Die besten Investmentfonds
Dachfonds-Manager setzen auf Schwellenländer

Es gibt bei Dachfonds keine einheitliche Erfolgsstrategie. Dies beweist erneut der Vergleich von 200 dieser Produkte. Die besten Fonds setzen hierbei auf Vielfalt und schweifen dabei auch in ferne Länder.

HAMBURG. Der Vergleich von rund 200 Dachfonds mit einer flexiblen Anlagestrategie zeigt, dass deren Wertentwicklung in den vergangenen zwölf Monaten ganz erheblich variierte: So weist die aktuelle Auswertung der Bad Homburger Analyseagentur Feri Rating & Research für diese Fonds ein durchschnittliches Plus von lediglich 6,25 Prozent aus. Rund fünfmal so hoch war dagegen der Wertzuwachs des Patriarch My Finance Total Return, der um 31,15 Prozent zulegte (siehe Tabelle).

"Wir lagen mit unseren Engagements in Märkten wie China und Lateinamerika richtig", kommentiert Fondsberater Robert Schmidt das gute Abschneiden und verweist auf Zielfonds wie den Magna Latin America und den Baring Hong Kong China. Bei seinen Portfolioentscheidungen konzentriert sich der Mitgeschäftsführer der Nürnberger Vermögensverwaltung My Finance im Gegensatz zu vielen anderen Dachfondsmanagern nicht auf 15 bis 20 Zielfonds, sondern streut seine Investments wesentlich breiter: "Aktuell sind unsere Positionen über 58 Fonds verteilt", sagt Schmidt.
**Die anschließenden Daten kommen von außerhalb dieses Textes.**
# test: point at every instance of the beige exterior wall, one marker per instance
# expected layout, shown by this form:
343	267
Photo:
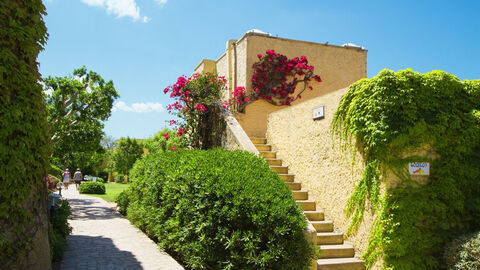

Damit strebt er eine möglichst geringe Korrelation von Zielfonds in einzelnen Regionen an: "In Lateinamerika sind wir beispielsweise mit vier Zielfonds investiert, die jeweils unterschiedliche und möglichst gering korrelierte Schwerpunkte aufweisen", sagt der Fondsverwalter, für den die Auswahl der Zielregionen bei den Anlageentscheidungen an erster Stelle steht.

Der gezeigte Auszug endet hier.